South Africa’s mining sector delivered its strongest quarterly output performance in three years during the first quarter of 2026, with industry body Minerals Council South Africa reporting that total production volumes grew 4.3% compared to the same period in 2025. The recovery was led by the platinum group metals and chrome ore sub-sectors, both of which benefited significantly from the extended period of stable electricity supply that has characterised South Africa’s grid situation since late 2025.
The Minerals Council noted that mining operations had lost an estimated R1.2 billion per month to load shedding at the peak of South Africa’s electricity crisis, and that the disappearance of these disruptions has allowed producers to restore production schedules that had been persistently disrupted by power outages affecting underground hoisting, ventilation and processing operations.

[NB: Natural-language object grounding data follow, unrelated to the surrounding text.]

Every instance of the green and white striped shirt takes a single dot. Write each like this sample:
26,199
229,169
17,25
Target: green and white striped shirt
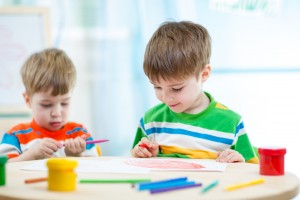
199,135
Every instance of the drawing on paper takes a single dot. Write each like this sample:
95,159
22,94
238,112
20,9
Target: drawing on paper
163,164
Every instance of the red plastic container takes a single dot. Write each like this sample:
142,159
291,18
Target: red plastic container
271,160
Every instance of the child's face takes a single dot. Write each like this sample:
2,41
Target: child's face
180,96
183,96
49,112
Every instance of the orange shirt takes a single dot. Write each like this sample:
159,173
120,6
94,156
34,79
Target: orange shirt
23,136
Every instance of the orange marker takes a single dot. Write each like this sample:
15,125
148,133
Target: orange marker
36,180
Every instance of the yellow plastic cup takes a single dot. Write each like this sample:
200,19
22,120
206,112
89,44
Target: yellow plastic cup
61,175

Platinum group metals production, the most internationally significant component of South Africa’s mining output and a critical input into catalytic converters and a growing range of green hydrogen fuel cell applications, increased 6.8% year-on-year. Prices for PGMs remain elevated by historical standards as the automotive industry’s transition to electric vehicles — which use far less platinum and palladium than internal combustion engines — has proceeded more slowly than initially projected.

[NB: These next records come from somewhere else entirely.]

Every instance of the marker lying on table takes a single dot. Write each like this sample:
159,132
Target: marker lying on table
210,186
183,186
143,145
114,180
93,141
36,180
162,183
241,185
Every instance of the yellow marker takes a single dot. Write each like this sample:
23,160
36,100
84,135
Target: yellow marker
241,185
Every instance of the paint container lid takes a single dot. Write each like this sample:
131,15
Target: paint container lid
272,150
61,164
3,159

Gold production, by contrast, rose only modestly at 1.2%, with ageing deep-level operations continuing to face structural challenges related to ore grade decline and rising extraction costs. Chrome ore — of which South Africa is the world’s dominant supplier — grew 9.1% in response to strong demand from the global stainless steel industry.
The Minerals Council called on the government to sustain its focus on energy security, noting that the mining sector’s performance improvement is directly correlated with improved grid stability and that any return to load shedding would immediately reverse the gains.